Inside the interactive session type jupyter-lab --ip 0.0.0.0 --no-browser --allow-root and hopefully you will see the Jupyter-lab server running.
root@a9fab3b2b4d1:/# jupyter-lab --ip 0.0.0.0 --no-browser --allow-root
[I 23:24:59.902 LabApp] Writing notebook server cookie secret to /root/.local/share/jupyter/runtime/notebook_cookie_secret
2022-03-21 23:25:00.816219: I tensorflow/stream_executor/platform/default/dso_loader.cc:49] Successfully opened dynamic library libcudart.so.11.0
Deprecation warnings have been disabled.
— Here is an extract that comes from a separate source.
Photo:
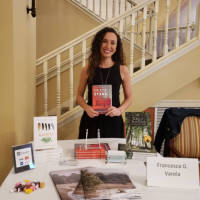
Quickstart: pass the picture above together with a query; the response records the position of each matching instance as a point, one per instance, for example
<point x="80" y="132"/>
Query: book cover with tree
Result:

Set TF_ENABLE_DEPRECATION_WARNINGS=1 to re-enable them.
[I 23:25:02.042 LabApp] jupyter_tensorboard extension loaded.
[I 23:25:02.327 LabApp] JupyterLab extension loaded from /usr/local/lib/python3.8/dist-packages/jupyterlab
[I 23:25:02.327 LabApp] JupyterLab application directory is /usr/local/share/jupyter/lab
[I 23:25:02.332 LabApp] [Jupytext Server Extension] NotebookApp.contents_manager_class is (a subclass of) jupytext.TextFileContentsManager already - OK
[I 23:25:02.332 LabApp] Serving notebooks from local directory: /
[I 23:25:02.332 LabApp] Jupyter Notebook 6.2.0 is running at:
[I 23:25:02.332 LabApp] http://hostname:8888/?token=ba43c580eb8f57cb45c36317b361d4a5dd09a65d46916bfa
[I 23:25:02.332 LabApp] Use Control-C to stop this server and shut down all kernels (twice to skip confirmation).
[C 23:25:02.336 LabApp]
To access the notebook, open this file in a browser:
file:///root/.local/share/jupyter/runtime/nbserver-336-open.html
Or copy and paste this URL:
http://hostname:8888/?token=ba43c580eb8f57cb45c36317b361d4a5dd09a65d46916bfa
Opening Jupyter-lab in browser#
Just copy this link from the output of terminal. http://hostname:8888/?token=ba43c580eb8f57cb45c36317b361d4a5dd09a65d46916bfa
And paste it in the Web browser, before pressing enter, replace hostname with localhost because that link is to access the Jupyter-lab within the interactive session. Also, I used 8889 as my hostport so this should be reflected in the address.
So, you have to type this address in your browser. http://localhost:8889/?token=ba43c580eb8f57cb45c36317b361d4a5dd09a65d46916bfa.
Hopefully, you can see the Jupyter-lab.
Some screenshots#
The contents of
/in modulus container.
Now you can drag and drop file and play with it.
I noticed one thing that I can’t use my local GPU. There should be a wayaround. May be installing a GPU driver. Will update this tutorial soon.